You’re back!
And you brought the sun with you.
#TheAction
I have spent the week not knowing which direction to focus my energies. Inside a hamster ball wallpapered with lists. Lists too long to complete and plans rewritten more times than they have words. The promise of a few days free from everything has triggered a week of preparation.
So I ditched all plans yesterday and focused on whittling the backlog into something I’m happy to leave behind. No one wants to hit the road with more baggage than they need.
The rest of the week has seen a full day of garden work in preparation for the imminent spring, a day of fixing stuff and then the continued shovelling of pixels from one place to another.
I was pleased to finally get my antenna earthed to the ground spike.
I also got the bike MOT’d and scared myself witless sliding it round a wet bend. The buzz is addictive but I need to tone it down as I haven’t ridden that much over the winter.
The sun brings the promise of much more time in the open.
#ThePictures
How to optimise your life.
I’ll wait for the remix.
Not the most original of premises but no doubt this film will do well.
Might not age that well though.
#TheWords
I spent far to long doing this niche review. Good to get something on the blog though.
Got your Grab Bag ready? Now I know how to use one i’d include a VHF/UHF radio on the list.
Here is another comic book to inspire my daughter. I’ve heard really good things about it.

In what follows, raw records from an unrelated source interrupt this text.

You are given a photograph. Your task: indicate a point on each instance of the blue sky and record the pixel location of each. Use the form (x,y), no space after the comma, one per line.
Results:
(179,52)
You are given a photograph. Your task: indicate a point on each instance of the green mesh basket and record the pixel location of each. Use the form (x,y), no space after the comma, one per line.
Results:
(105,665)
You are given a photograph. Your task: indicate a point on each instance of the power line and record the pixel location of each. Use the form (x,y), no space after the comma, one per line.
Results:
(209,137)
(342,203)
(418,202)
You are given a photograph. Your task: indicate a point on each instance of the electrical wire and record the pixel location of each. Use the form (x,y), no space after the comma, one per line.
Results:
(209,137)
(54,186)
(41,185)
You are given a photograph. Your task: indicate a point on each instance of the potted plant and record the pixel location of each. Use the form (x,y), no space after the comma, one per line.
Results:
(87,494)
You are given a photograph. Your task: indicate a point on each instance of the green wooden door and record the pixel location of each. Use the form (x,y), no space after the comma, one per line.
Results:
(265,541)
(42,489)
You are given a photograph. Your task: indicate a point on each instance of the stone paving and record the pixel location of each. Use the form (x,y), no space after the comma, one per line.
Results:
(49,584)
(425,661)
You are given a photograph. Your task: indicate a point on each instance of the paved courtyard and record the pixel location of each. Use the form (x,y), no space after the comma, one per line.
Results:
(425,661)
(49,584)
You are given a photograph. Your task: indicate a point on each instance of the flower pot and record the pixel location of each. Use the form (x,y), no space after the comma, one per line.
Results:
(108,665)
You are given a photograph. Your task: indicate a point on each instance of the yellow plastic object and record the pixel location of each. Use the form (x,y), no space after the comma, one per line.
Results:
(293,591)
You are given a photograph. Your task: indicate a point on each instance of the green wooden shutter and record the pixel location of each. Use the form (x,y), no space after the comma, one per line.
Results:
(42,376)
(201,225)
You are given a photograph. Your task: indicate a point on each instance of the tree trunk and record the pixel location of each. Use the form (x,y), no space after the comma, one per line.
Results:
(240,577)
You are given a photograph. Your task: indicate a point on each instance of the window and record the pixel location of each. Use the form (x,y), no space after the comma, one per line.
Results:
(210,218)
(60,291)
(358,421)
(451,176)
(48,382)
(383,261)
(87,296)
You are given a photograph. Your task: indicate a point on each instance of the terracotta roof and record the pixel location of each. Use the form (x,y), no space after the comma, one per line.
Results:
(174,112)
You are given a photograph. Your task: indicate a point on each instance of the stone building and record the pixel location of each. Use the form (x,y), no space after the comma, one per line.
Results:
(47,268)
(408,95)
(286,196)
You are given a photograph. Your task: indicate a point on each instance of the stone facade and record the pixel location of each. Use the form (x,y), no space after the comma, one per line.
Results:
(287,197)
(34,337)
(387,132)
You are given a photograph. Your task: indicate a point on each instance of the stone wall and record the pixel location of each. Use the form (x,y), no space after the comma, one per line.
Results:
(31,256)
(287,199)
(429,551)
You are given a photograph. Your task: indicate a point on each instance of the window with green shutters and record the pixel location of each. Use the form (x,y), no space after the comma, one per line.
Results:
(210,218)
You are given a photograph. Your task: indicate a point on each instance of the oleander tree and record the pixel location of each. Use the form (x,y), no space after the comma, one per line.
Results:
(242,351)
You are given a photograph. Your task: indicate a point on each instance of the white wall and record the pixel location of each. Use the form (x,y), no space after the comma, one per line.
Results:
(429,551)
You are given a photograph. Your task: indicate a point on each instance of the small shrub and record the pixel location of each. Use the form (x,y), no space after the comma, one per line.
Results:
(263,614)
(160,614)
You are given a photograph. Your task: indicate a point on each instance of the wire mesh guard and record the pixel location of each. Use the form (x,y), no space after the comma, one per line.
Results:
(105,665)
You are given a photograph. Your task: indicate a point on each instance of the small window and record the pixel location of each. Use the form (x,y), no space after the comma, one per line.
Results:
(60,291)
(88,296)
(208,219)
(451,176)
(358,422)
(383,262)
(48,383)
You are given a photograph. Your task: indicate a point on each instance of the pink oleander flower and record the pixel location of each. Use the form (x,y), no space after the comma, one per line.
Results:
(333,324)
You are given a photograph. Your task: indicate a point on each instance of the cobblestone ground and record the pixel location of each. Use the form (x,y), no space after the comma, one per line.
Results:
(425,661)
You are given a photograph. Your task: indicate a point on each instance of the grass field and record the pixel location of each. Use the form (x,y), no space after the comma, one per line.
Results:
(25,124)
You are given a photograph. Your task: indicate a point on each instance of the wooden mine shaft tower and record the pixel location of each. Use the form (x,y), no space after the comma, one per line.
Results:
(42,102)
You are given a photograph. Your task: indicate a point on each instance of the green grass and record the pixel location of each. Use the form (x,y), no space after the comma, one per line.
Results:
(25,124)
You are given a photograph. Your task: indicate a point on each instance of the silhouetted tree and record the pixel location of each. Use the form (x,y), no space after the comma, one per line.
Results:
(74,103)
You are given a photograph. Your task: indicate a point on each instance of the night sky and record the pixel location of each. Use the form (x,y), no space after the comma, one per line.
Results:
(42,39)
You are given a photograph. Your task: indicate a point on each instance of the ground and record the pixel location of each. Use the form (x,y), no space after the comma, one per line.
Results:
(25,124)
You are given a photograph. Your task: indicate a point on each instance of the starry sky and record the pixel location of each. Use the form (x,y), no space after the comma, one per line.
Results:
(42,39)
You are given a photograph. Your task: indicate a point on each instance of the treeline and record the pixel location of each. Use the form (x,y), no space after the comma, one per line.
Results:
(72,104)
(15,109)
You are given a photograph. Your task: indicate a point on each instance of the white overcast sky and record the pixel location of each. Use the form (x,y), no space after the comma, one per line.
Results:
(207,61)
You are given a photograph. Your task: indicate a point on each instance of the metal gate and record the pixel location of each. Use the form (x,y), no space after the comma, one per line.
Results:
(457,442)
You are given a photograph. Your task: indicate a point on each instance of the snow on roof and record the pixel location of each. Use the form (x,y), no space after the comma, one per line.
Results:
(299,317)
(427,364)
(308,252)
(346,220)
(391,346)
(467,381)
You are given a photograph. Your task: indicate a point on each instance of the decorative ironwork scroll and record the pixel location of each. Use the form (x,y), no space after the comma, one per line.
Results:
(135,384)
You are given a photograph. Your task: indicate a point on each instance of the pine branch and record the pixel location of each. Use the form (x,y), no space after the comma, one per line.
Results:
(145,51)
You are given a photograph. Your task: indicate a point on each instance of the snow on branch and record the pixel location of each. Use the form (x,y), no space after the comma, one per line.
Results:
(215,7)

With my inability to fluidly string a sentence together I’m craving a couple of months off. Just to read and do other things. Like catch up with 32 half finished projects.
But two clients cancelled workshops this week. It looks like people are not keen to go sit in a room with strangers for a day.
So I will keep sharing here. Besides… I enjoy it here way more than over there. But if you are even slightly considering forking out the four quid a month to subscribe to all the content, now is the time.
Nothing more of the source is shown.